Louis-Dreyfus: It's sort of intuitive for me because in a weird way it's really an actor's version of what Nicole does as a writer. I think about it a lot. I need to make sure that it fits somehow. Is this shoe comfortable? I had my little notes because I would think about the dialogue, if it seemed true, and I can't define my process except to say that we would talk a lot about scenes beforehand. I would call Nicole and we would talk a lot on the phone about it. I love this character so much so I just wanted to make sure that I wasn't judging her as I played her, which meant really understanding exactly where she was emotionally. And because such very good people are capable of doing terrible things that they didn't mean to. We shot out of sequence, so we kept a bible of what Eva knew in each scene because that was really crucial. Little bits and pieces of information had a way of weighing down on her. We had to keep a bible of info that she knew from scene-to-scene.
Audience: Did James Gandolfini see the film?
Holofcener: He could have, he just didn't choose to. It was almost finished. His representative saw it and loved it, probably encouraged him to see it. I wasn't surprised, I was excited to have him see it when it was done, but he didn't...
Audience: Julia, how did you and James Gandolfini create your chemistry?
Louis-Dreyfus: We just talked about these people the same way I badly described my process. We sort of did that together. We talked about it psychologically. It was interesting, though, because we also kept some distance at the beginning. Remember when we're first starting to date? There was a little distance there, which was appropriate. As we got to know each other better in the movie, we got to know each other better as friends. That was really useful, so by the time we got to that scene in the kitchen, man, that was crazy. That day we talked at great length about what that scene meant to each of us. It was very personal.
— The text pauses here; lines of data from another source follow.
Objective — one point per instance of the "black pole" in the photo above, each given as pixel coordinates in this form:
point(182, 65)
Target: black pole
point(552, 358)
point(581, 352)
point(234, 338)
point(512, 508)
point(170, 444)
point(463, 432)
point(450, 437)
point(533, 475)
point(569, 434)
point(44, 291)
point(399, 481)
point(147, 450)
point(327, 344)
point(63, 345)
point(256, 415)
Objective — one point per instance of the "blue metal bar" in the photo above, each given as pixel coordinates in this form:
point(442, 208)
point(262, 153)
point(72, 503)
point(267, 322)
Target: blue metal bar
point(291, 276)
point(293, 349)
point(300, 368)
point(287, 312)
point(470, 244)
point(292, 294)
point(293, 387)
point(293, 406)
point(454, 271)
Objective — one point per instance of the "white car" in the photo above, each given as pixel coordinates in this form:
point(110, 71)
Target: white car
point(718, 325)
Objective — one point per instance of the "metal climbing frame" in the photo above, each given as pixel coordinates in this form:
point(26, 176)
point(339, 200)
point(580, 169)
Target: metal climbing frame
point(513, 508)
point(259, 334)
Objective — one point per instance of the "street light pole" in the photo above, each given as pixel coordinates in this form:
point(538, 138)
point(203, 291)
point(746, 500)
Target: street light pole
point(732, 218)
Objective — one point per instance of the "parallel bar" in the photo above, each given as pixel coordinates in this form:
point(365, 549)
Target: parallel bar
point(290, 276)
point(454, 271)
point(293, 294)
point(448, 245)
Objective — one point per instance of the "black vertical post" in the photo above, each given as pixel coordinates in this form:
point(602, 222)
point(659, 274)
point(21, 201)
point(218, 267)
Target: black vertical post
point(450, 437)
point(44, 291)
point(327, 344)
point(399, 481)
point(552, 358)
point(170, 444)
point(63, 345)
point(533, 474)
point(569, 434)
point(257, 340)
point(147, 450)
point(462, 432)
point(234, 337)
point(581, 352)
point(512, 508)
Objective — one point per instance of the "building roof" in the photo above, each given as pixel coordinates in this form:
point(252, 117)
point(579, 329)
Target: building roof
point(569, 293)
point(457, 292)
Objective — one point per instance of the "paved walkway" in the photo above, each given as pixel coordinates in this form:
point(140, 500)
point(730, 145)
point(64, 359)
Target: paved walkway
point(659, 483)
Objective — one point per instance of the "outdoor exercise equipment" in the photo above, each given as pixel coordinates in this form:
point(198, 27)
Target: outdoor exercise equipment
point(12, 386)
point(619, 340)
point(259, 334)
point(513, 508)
Holofcener: Very early on, there was a respect creating a certain chemistry. I think they were both so excited to work together. There was a nervousness, but he was very charming, flirtatious in a sweet way, very self-effacing, and all those things were very appealing.
Audience: How do you blend humor with deep emotion? How much of that came out of shooting or the script and how much was achieved in the editing?
Holofcener: The comedy and drama was mostly in the script, I pictured that stuff. I don't think I wrote when the character cries, maybe in the airport. It's just so part of what the story was about that it was definitely in the script and then finding the balance when I'm directing is such a collaboration. How broad can we go here? When she hides behind the bush: "is that too silly?" It's upsetting and funny at the same time. We were always talking about a balance but mostly I think it's my taste. We have similar taste.
Louis-Dreyfus: That might have been the broadest thing in the movie, hiding in the bushes, but broad things are real. When we were making the movie, there was a constant barometer of "would you buy this in real life?" It was a question of, how can you hide in a bush and buy it so that it's not arch, which has it's own place but not in this film. There's a way to do it.
Audience: What is your personal reason for why you make movies and TV shows?
Holofcener: (jokes) Money. My personal reasons? I don't know what else I'd do. That I'm allowed to do it is so fun, creatively fulfilling and incredibly gratifying. I want to tell these stories and express this stuff. I wouldn't die if I couldn't. I'd find another job, but I have a really good one. TV shows keep me working, in practice-- it's been four years between movies. Recently, I did a lot of "Parks and Recreation," two "Enlightened" episodes and a pilot that didn't get paid up. Those are fun, they pay, and I get to meet new actors. I only do shows I like.
Louis-Dreyfus: Well, I don't have any other skills for sure.